Dushanbe, Tajikistan - Even during Sabbath services on a Saturday in early March, as Rabbi Mikhail Abdurakhimov read Hebrew prayers and the faithful followed along using Russian transliterations, the rumble of construction was distracting.
This is a synagogue in its last moments of existence. While the congregants prayed, a bright orange bulldozer growled outside, continuing its work at the synagogue's edge.
"They could do this anytime," whispered David Kiselkov, 56. "But of course they choose to do it now."
The synagogue is the last in Tajikistan, and will soon fall victim to redevelopment and the declining Jewish population in this remote post-Soviet state.
In late February, workers demolished part of the synagogue, including a ritual bath, or mikvah. Only a modest brick building remains, a Star of David on the aluminum door.
The house of worship is making way for a grand presidential palace currently under construction. A columned behemoth topped with a cupola, the garish building will stand on a 130-acre plot of parks and palisades.
Dushanbe, a quiet, verdant capital with a single central boulevard, is slowly changing, struggling to emerge from isolation, state Socialism and civil war.
Lenin's statue was recently replaced by a towering golden monument to Ismail Samani, a 9th-century Persian shah reborn as a Tajik hero. A sparkling green bank stands next to an imposing Stalinist government building, freshly painted peach.
Judaism's declining influence in this region can be seen as this synagogue lives out its final days.
About 12,000 Jews left Dushanbe after the Soviet Union's collapse, encouraged, perhaps, by Islamic nationalism during a bloody civil war, from 1992 to 1997. "If they could fight among themselves like that, as if against a different nation or religion, what might they do to us?" Mr. Abdurakhimov said.
Most of the several hundred remaining Jews are elderly, and nearly all have relatives in Israel, Germany or the United States.
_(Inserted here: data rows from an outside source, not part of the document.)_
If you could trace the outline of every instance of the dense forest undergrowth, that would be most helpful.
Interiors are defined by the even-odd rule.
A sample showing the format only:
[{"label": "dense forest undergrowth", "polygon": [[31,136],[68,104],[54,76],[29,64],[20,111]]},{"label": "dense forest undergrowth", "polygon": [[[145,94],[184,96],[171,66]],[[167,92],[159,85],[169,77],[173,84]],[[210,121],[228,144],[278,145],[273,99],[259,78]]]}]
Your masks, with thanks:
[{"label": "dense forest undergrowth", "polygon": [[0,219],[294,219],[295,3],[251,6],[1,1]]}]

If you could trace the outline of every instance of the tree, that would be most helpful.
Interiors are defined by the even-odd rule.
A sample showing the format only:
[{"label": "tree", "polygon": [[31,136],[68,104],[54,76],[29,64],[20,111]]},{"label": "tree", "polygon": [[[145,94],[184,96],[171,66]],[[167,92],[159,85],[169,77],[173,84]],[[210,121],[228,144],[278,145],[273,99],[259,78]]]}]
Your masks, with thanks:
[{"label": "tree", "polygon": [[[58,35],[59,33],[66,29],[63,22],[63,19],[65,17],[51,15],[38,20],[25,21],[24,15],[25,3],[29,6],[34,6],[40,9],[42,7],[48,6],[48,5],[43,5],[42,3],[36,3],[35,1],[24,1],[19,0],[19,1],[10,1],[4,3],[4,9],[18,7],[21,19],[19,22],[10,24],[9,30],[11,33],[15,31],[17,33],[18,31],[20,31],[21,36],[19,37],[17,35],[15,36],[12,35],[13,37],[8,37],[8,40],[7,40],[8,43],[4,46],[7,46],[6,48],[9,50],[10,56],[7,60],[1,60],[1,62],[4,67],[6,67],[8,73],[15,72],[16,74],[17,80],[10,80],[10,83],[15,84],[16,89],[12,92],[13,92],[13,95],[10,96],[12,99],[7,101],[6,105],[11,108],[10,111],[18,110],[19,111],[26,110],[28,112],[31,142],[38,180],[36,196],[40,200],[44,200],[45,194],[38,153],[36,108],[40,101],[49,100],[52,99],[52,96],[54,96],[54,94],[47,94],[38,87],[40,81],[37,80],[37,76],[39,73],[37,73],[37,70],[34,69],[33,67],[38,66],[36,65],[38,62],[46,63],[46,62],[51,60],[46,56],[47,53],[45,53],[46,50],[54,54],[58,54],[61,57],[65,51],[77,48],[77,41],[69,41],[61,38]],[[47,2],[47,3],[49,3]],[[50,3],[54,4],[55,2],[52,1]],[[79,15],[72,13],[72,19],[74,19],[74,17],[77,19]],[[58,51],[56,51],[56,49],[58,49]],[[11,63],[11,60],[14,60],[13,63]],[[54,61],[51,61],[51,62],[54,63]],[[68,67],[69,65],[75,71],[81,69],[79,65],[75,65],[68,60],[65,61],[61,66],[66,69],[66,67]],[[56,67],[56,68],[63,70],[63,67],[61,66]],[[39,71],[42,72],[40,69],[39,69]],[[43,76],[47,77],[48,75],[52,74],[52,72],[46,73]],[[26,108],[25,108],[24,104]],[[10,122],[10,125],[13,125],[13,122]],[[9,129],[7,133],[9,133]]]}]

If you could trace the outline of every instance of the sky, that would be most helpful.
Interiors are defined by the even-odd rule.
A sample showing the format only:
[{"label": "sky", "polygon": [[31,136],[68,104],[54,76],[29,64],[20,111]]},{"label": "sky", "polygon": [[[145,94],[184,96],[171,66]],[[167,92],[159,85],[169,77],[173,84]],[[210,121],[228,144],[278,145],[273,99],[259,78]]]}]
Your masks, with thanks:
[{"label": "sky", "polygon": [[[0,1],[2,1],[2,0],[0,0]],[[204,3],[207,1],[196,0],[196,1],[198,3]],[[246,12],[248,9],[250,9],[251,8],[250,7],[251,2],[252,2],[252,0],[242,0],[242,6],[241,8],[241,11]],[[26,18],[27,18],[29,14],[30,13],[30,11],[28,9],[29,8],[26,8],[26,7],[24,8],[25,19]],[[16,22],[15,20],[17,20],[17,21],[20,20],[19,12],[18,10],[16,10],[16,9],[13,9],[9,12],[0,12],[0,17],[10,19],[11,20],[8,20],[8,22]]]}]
Julian Chilmodina, born in Volgograd, Russia, in 1931, was among many thousands of Ashkenazi Jews who moved to Central Asia during World War II, joining Persian-speaking Bukharian Jews who had settled in the region much earlier.
Now he wants to move to Israel, where his younger brother lives. In a bizarre twist reminiscent of Soviet times, he cannot get a visa, he says, because his official ethnicity is Russian, rather than Jewish.
Mr. Chilmodina says his parents disguised his ethnicity before the start of World War II. "I went to the police station, so that I could register as a Jew, but again my passport came back with me as a Russian," he said, laughing at the bureaucracy.
While he waits to try to resolve the issue, Mr. Chilmodina attends services every Saturday. In early March, the prayer room was chilly and dimly lighted because the city had shut off most of the electricity the month before.
The city offered an empty plot a few miles away for a new synagogue, but the rabbi said the congregation was too poor to rebuild. Jews have worshiped at this site for generations, and the current structure was built in 1947, according to documents the rabbi has.
Shamsuddin Nuriddinov, head of Dushanbe's municipal department of religious affairs, said that the Jews did not own the synagogue site and that that he hoped they would build a beautiful new one.
Many congregants, while they support the president's new development, feel cast aside. "It will be beautiful, like the White House in America," said Yuri Lukyanov, 30, of the planned palace. "I just wish they would compensate us for what is ours."
During services, Mr. Lukyanov sat next to the rabbi, and left several times to report to him in hushed tones about the work going on outside.
Mr. Lukyanov's mother and sister live near Tel Aviv. He plans to emigrate, too, when his younger brother finishes his mandatory military service.
He wants to marry a Jewish woman, but needs to meet one first. "I do not know any observant Jews here my age," he said.
The synagogue also serves as a community center, where food, medicine and clothing are distributed. Religious holidays were once celebrated in the quiet courtyard, now filled with construction debris.
The United States ambassador, Richard E. Hoagland, said he was certain the land dispute was "not a question of religious freedom, and anti-Semitism is not involved." A Russian military base was also destroyed for the construction project, along with hospitals, schools and countless residences.
But the Jewish heritage here risks being lost, along with the synagogue.
Anna Ferdman, 101, emigrated from Ukraine to Dushanbe, then known as Stalinobad, in 1945, after her husband, Ivan, died in the war. She regularly went to the synagogue until a recent fall left her bedridden. She has watched the Jewish population dwindle.
"Nobody here speaks Yiddish anymore," Ms. Ferdman lamented in her home, after proudly singing for guests in Yiddish, the traditional Ashkenazi language. "Gone are the days when you could say 'Hey! Are you Jewish? Let's talk!' "
The congregation is visibly faltering. The rabbi has not been officially ordained. Rituals are clumsily observed, if at all. During Sabbath services, a red-haired man stood at the wrong time, only to be berated.
"What are you doing?" shouted Mr. Kiselkov. "How many years have you been coming here, and still you do not know when to stand up!"